If both of conditions are true, the program will print:

(const char *)&unk_140023E7C

That is yes:

.rdata:0000000140023E7C unk_140023E7C   db  59h ; Y             ; DATA XREF: main:loc_1400010CA↑o
.rdata:0000000140023E7D                 db  65h ; e
.rdata:0000000140023E7E                 db  73h ; s
.rdata:0000000140023E7F                 db    0

And i find this when point to xmmword_140029010 and press X(jump to xref)

{
  BOOL result; // eax

  result = IsDebuggerPresent();
  if ( !result )
  {
    xmmword_140029010 = xmmword_14001E010;
    xmmword_140029000 = xmmword_14001E000;
  }
  return result;
}

=>If you run the binary in a debugger, those constants at 0x140029010 and 0x140029000 won’t be initialized=>an anti-debugger trick.

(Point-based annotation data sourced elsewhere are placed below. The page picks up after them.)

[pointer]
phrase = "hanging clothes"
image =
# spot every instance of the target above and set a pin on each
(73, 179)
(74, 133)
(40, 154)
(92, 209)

And if you don’t run in a debugger, xmmword_140029010 will be xmmword_14001E010 and xmmword_140029000 will be xmmword_14001E000

So i will use what i explained below to extract the flag:

.rdata:000000014001E000 xmmword_14001E000 xmmword 939FCF9C9B9998C99DC8C9989ECFCB9Ah
.rdata:000000014001E010 xmmword_14001E010 xmmword 9F9D9D9DCB989A9B999A98CF9DCFCFCFh
.rdata:000000014001E030 xmmword_14001E030 xmmword 0AAAAAAAAAAAAAAAAAAAAAAAAAAAAAAAAh

+The first stage we take first 16-bytes of xmmword_14001E000 change into hex, then XOR with xmmword_14001E030

The the first 16-byte of xmmword_14001E000 is:

unsigned char ida_chars[] = {
  0x9A, 0xCB, 0xCF, 0x9E, 0x98, 0xC9, 0xC8, 0x9D,
  0xC9, 0x98, 0x99, 0x9B, 0x9C, 0xCF, 0x9F, 0x93
};

XOR with 0xaa(xmmword_14001E030) into hex:

30 61 65 34 32 63 62 37 63 32 33 31 36 65 35 39

ASCII:

0ae42cb7c2316e59

+The second stage we take first 16-bytes of xmmword_14001E010 change into hex, then XOR with xmmword_14001E030

The the first 16-byte of xmmword_14001E000 is:

unsigned char ida_chars[] = { 0xCF, 0xCF, 0xCF, 0x9D, 0xCF, 0x98, 0x9A, 0x99, 0x9B, 0x9A, 0x98, 0xCB, 0x9D, 0x9D, 0x9D, 0x9F };

XOR with 0xaa(xmmword_14001E030) into hex:

65 65 65 37 65 32 30 33 31 30 32 61 37 37 37 35

ASCII:

eee7e203102a7775

And the flag is CSCV2025{0ae42cb7c2316e59eee7e203102a7775}

That’s all of this challenge. Thanks for reading😘!